Calling ccall using libuv thread pool (experimental feature)
#
Base.@threadcall
— Macro
@threadcall((cfunc, clib), rettype, (argtypes...), argvals...)
The macro @threadcall
is called in the same way as 'ccall`, but performs its tasks in a different thread. It is recommended to use it if you want to call a blocking function from without blocking the current julia
thread. Multithreaded mode is limited by the size of the libuv thread pool, which includes 4 threads by default, but this limit can be increased by setting the environment variable UV_THREADPOOL_SIZE
and restarting the julia
process.
Note that the called function should not make a callback to Julia.

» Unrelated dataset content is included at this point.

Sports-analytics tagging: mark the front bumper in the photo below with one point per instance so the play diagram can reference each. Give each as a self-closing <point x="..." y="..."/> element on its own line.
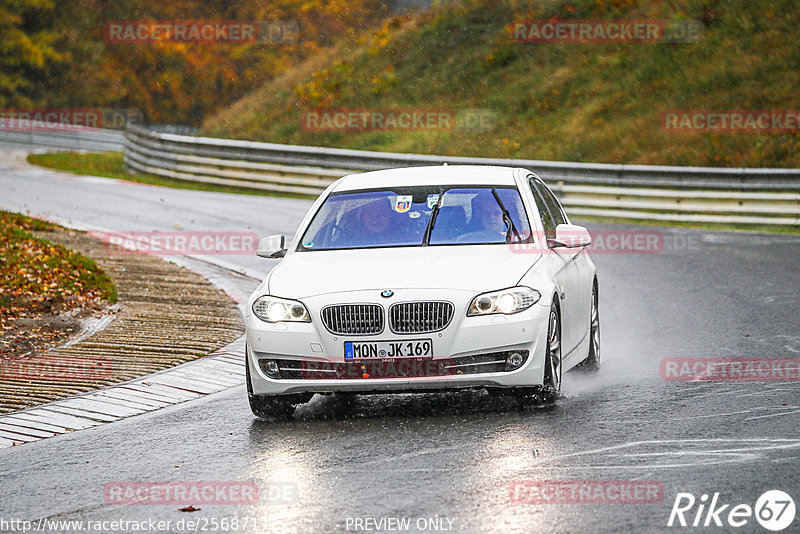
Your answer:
<point x="310" y="347"/>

Low-level synchronization primitives
These building blocks are used to create regular synchronization objects.
#
Base.Threads.SpinLock
— Type
SpinLock()
Creates an unreadable active lock "check — check — install". Recursive usage leads to deadlock. This type of lock can only be used for code that does not take much time to execute and that is not blocked (for example, when performing I/O). As a rule, you can use instead ReentrantLock
.
Each lock
must be accompanied by unlock
. If !islocked(lck::SpinLock)
is being held, trylock(lck)
succeeds unless there are other tasks trying to hold the lock at the same time.
Active check-check-install locks are fastest when there are approximately 30 competing threads. If there are more competing threads, you should choose other synchronization methods.